3.3 Normality Assessment
Since Normal (Gaussian) distribution has many applications, we typically want/ wish our data or our variable is normal. Hence, we have to assess the normality based on not only Numerical Measures but also Graphical Measures
3.3.1 Graphical Assessment
pacman::p_load("car")
qqnorm(precip, ylab = "Precipitation [in/yr] for 70 US cities")
qqline(precip)
The straight line represents the theoretical line for normally distributed data. The dots represent real empirical data that we are checking. If all the dots fall on the straight line, we can be confident that our data follow a normal distribution. If our data wiggle and deviate from the line, we should be concerned with the normality assumption.
3.3.2 Summary Statistics
Sometimes it’s hard to tell whether your data follow the normal distribution by just looking at the graph. Hence, we often have to conduct statistical test to aid our decision. Common tests are
3.3.2.1 Methods based on normal probability plot
3.3.2.1.1 Correlation Coefficient with Normal Probability Plots
(Looney and Gulledge Jr 1985) (Samuel S. Shapiro and Francia 1972) The correlation coefficient between \(y_{(i)}\) and \(m_i^*\) as given on the normal probability plot:
\[W^*=\frac{\sum_{i=1}^{n}(y_{(i)}-\bar{y})(m_i^*-0)}{(\sum_{i=1}^{n}(y_{(i)}-\bar{y})^2\sum_{i=1}^{n}(m_i^*-0)^2)^.5}\]
where \(\bar{m^*}=0\)
Pearson product moment formula for correlation:
\[\hat{p}=\frac{\sum_{i-1}^{n}(y_i-\bar{y})(x_i-\bar{x})}{(\sum_{i=1}^{n}(y_{i}-\bar{y})^2\sum_{i=1}^{n}(x_i-\bar{x})^2)^.5}\]
- When the correlation is 1, the plot is exactly linear and normality is assumed.

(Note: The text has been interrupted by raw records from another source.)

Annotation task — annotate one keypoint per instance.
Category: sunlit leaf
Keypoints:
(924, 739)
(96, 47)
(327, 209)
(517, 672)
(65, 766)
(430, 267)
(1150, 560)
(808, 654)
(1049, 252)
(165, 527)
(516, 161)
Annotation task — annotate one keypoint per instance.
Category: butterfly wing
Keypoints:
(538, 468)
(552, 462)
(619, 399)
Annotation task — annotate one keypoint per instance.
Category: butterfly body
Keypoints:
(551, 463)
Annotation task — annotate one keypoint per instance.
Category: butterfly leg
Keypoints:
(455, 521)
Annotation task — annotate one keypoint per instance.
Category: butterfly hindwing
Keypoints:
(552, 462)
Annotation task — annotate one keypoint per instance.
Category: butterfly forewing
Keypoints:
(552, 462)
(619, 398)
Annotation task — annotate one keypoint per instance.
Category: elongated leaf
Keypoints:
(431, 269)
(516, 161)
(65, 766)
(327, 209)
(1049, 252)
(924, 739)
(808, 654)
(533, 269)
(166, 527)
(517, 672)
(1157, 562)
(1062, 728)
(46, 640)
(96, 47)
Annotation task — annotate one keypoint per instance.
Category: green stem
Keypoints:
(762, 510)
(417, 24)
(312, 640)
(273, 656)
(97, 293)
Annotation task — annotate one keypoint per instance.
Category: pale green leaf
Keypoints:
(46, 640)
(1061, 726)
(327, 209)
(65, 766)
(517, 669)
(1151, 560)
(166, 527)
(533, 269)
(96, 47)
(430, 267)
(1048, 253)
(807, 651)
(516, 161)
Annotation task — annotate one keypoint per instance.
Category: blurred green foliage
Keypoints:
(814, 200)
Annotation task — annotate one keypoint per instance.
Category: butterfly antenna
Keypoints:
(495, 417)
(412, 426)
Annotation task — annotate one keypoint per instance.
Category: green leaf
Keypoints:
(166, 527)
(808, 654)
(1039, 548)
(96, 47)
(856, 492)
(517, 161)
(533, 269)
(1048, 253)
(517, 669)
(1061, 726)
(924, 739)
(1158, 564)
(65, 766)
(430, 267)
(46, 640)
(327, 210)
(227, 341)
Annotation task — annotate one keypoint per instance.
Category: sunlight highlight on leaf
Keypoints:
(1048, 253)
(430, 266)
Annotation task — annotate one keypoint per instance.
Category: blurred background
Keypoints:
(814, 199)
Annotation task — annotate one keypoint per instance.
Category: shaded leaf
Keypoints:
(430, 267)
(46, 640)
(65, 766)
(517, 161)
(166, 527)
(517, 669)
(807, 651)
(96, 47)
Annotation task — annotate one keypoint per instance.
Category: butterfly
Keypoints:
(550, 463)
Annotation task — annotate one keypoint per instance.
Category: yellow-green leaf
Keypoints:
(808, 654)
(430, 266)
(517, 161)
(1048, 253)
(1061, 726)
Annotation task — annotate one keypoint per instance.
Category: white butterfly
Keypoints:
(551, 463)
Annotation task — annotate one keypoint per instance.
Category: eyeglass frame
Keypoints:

- The closer the correlation is to zero, the more confident we are to reject normality
- Inference on W* needs to be based on special tables (Looney and Gulledge Jr 1985)
3.3.2.1.2 Shapiro-Wilk Test
(Samuel Sanford Shapiro and Wilk 1965)
\[W=(\frac{\sum_{i=1}^{n}a_i(y_{(i)}-\bar{y})(m_i^*-0)}{(\sum_{i=1}^{n}a_i^2(y_{(i)}-\bar{y})^2\sum_{i=1}^{n}(m_i^*-0)^2)^.5})^2\]
where \(a_1,..,a_n\) are weights computed from the covariance matrix for the order statistics.
- Researchers typically use this test to assess normality. (n < 2000) Under normality, W is close to 1, just like \(W^*\). Notice that the only difference between W and W* is the “weights”.
3.3.2.2 Methods based on empirical cumulative distribution function
The formula for the empirical cumulative distribution function (CDF) is:
\(F_n(t)\) = estimate of probability that an observation \(\le\) t = (number of observation \(\le\) t)/n
This method requires large sample sizes. However, it can apply to distributions other than the normal (Gaussian) one.
3.3.2.2.1 Anderson-Darling Test
The Anderson-Darling statistic (T. W. Anderson and Darling 1952):
\[A^2=\int_{-\infty}^{\infty}(F_n(t)=F(t))^2\frac{dF(t)}{F(t)(1-F(t))}\]
- a weight average of squared deviations (it weights small and large values of t more)
For the normal distribution,
\(A^2 = - (\sum_{i=1}^{n}(2i-1)(ln(p_i) +ln(1-p_{n+1-i}))/n-n\)
where \(p_i=\Phi(\frac{y_{(i)}-\bar{y}}{s})\), the probability that a standard normal variable is less than \(\frac{y_{(i)}-\bar{y}}{s}\)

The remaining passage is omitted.